Steffie Woolhandler, study co-author, professor of medicine at Harvard Medical School, and a primary care physician at Cambridge Health Alliance, noted: “Historically, every other developed nation has achieved universal health care through some form of nonprofit national health insurance. Our failure to do so means that all Americans pay higher health care costs, and 45,000 pay with their lives.”

Jim Jordan lives in a world of delusion. The United States now ranks 31st in life expectancy according to the latest World Health Organization figures. This puts us up with Kuwait and Chile. The United States is 37th in infant mortality and 34th in maternal mortality. A child in the United States is 2 1/2 times as likely to die by age 5 as in Singapore or Sweden. An American woman is 11 times as likely to die in childbirth as a woman in Ireland. This is a moral wrong and travesty in human terms.

I suggest that we can use common sense to provide universal health care through a nonprofit national health plan. We can participate in a system that rewards good health practices, that cares for health. A system where each of us can allow the physician or medical provider of their choice to see a comprehensive – on line - medical record. This alone would dramatically reduce unnecessary tests, missed prescriptions, conflicting diagnosis and decrease medical malpractice claims without demanding the forfeiture of patient’s rights. We may not be told that our doctor is “out of network” or that the procedure is considered “optional” without a separate medical opinion that must be covered by the patient.

How much can we save? I suggest that the savings alone will pay for the system. The final fact is that for those Americans below the age of 65, health care may be questionable, for those over 65, health care improves dramatically – why – think about it. Yes, the answer is a government run health care system – that appears to care for health. Why should we have to wait until we are 65 years old before entitlement to that care? We need politics beyond scare tactics and patriotically worded answers beyond tea bags.

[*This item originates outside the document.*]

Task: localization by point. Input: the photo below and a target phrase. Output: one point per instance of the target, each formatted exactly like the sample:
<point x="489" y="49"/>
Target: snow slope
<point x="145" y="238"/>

American health care is a moral issue that when placed in the lives of people, we “the people” do know better. Jim Jordan – You Lie.

Respectfully, John F. Kostyo

1 comment:

Unknown said...

Mr. Kostyo,

I am afraid it is you and your fellow liberals who live in a world of delusion.

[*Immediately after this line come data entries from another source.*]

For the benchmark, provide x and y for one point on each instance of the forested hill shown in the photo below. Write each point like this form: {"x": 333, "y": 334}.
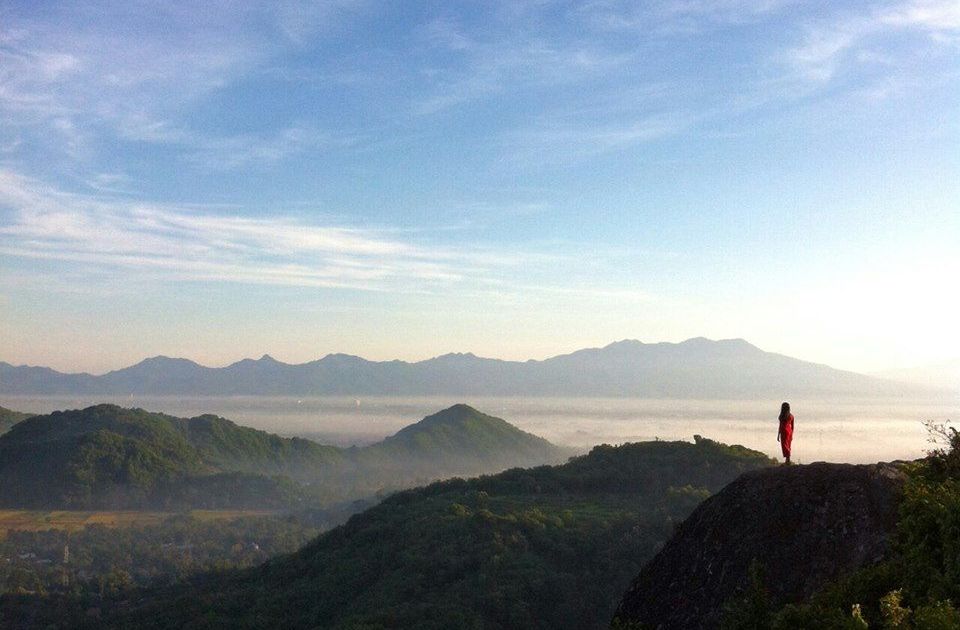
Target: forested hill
{"x": 696, "y": 368}
{"x": 110, "y": 457}
{"x": 547, "y": 547}
{"x": 8, "y": 418}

The answer to health care does not lie in a government takeover of the industry.

The answer is actually less government, not more. Government programs always cost more and deliver less than the private sector.

To get where we want to be, we need to reduce or eliminate thousands of federal and state regulations and institute free market reforms that give Americans a better opportunity to purchase the insurance they want, not the insurance the government forces us to buy.

Letting workers control their health care dollars and tearing down regulatory barriers to competition would control costs, expand choice, improve health care quality, and make health coverage more secure.

It boggles my mind how anyone who has ever dealt with the federal government, and in the 21st century United States that is everyone, would voluntarily choose to have it manage their health care.